La profecía se cumplió y Lanusse le tuvo que poner la banda. En un hecho inédito en la historia del país autoritario, Dorticós y Allende firmaron el acta de traspaso como testigos de honor. William Rogers, en cambio, no pudo llegar a la Rosada debido al acoso de los manifestantes. Un fotógrafo de Gente captó “la odisea menuda del embajador norteamericano, John Davies Lodge”, a quien la custodia asignada, preocupada centralmente por la seguridad de William Rogers, dejó “abandonado a su suerte”. El embajadorno tuvo más remedio que caminar hasta el Bajo para tomar un taxi. La embajada diría luego en un comunicado oficial que el señor Rogers se había “indispuesto” y por ese motivo no había concurrido a la ceremonia de transmisión del mando en el Salón Blanco. Por suerte para el embajador norteamericano, la calle ya estaba calmada por los jóvenes de los brazaletes.
Mientras Cámpora asumía la presidencia, el poeta Francisco “Paco” Urondo trabajaba en una celda de Villa Devoto grabando el testimonio de otros tres presos emblemáticos, los sobrevivientes de la masacre de Trelew Ricardo René Haidar, Alberto Camps y María Antonia Berger. A su alrededor, los otros presos políticos de la dictadura militar, pertenecientes a las distintas organizaciones guerrilleras, se preparaban para una libertad que presentían inminente. Aunque varios funcionarios preferían liberarlos a través de una amnistía decretada por el Congreso, pesaba sobre sus miembros la promesa realizada durante la campaña electoral, cuando la JP reclamaba que no hubiera un solo día con presos en el gobierno popular.

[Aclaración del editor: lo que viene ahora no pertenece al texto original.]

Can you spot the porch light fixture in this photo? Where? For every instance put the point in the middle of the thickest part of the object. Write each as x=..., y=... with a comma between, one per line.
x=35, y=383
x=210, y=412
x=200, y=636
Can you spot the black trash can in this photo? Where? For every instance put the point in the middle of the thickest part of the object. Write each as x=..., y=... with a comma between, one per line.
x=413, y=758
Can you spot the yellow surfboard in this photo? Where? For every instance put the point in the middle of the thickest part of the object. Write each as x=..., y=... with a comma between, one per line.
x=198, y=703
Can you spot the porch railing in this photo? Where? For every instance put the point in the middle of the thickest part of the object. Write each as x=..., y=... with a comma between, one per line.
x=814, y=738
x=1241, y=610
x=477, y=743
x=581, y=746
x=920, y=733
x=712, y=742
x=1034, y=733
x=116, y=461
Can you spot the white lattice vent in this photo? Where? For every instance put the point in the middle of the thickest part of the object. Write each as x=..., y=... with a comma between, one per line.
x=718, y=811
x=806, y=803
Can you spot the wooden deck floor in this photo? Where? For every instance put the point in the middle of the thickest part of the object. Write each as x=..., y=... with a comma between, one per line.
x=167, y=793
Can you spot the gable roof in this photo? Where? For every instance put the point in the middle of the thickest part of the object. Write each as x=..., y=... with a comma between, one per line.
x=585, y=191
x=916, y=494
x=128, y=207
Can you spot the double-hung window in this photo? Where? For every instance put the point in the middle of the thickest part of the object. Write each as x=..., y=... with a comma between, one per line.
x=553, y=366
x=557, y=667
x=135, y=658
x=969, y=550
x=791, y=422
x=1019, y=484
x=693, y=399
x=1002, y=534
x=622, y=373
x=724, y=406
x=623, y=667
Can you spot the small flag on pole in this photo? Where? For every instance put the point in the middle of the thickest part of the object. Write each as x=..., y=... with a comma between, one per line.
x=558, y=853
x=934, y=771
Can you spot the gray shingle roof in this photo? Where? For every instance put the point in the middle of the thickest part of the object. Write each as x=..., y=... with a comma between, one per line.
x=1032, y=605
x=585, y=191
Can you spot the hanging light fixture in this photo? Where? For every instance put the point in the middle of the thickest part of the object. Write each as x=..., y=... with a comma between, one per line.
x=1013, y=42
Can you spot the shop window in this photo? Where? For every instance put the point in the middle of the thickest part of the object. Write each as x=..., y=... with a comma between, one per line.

Cuando cesaron las actividades en la Plaza de Mayo, gruesas columnas de manifestantes se dirigieron a Villa Devoto “a liberar a los combatientes”. A esas horas, Rodolfo Walsh dejó de lado las escuchas y coincidió con el autor de esta nota frente a Villa Devoto, donde Juan Manuel Abal Medina se había subido al techo y hablaba a la multitud con un megáfono, alternando las arengas con llamadas telefónicas al ministro Righi para que esa misma noche firmaran el indulto.
La escena que presentaba la cárcel parecía un óleo de David: la multitud encrespada, el penal, geométrico y fantasmal contra el cielo negro, y en las ventanas de todo un sector, llamaradas que favorecían la ilusión óptica (e histórica) de una Bastilla ocupada e incendiada.
Cámpora firmó el indulto y los prisioneros salieron a la calle. Allí venía Paco Urondo, con el pelo largo, un saco azul gastado y en un bolso las grabaciones de la masacre de Trelew, que luego se convertirían en el libro La patria fusilada.
Cuando ya habían salido, algunos grupos desorbitados intentaron tirar abajo el portón y comenzaron los tiros de los guardiacárceles. Hubo otros dos muertos y varios heridos. Con Walsh y su compañera Lilia Ferreira concluimos el 25 de mayo transportando a un militante a un hospital.
Había felicidad, intriga y temor por el porvenir, pero sobre todo una sensación que sería barrida durante las dos décadas siguientes: la convicción de haber participado de la Historia. Con mayúsculas.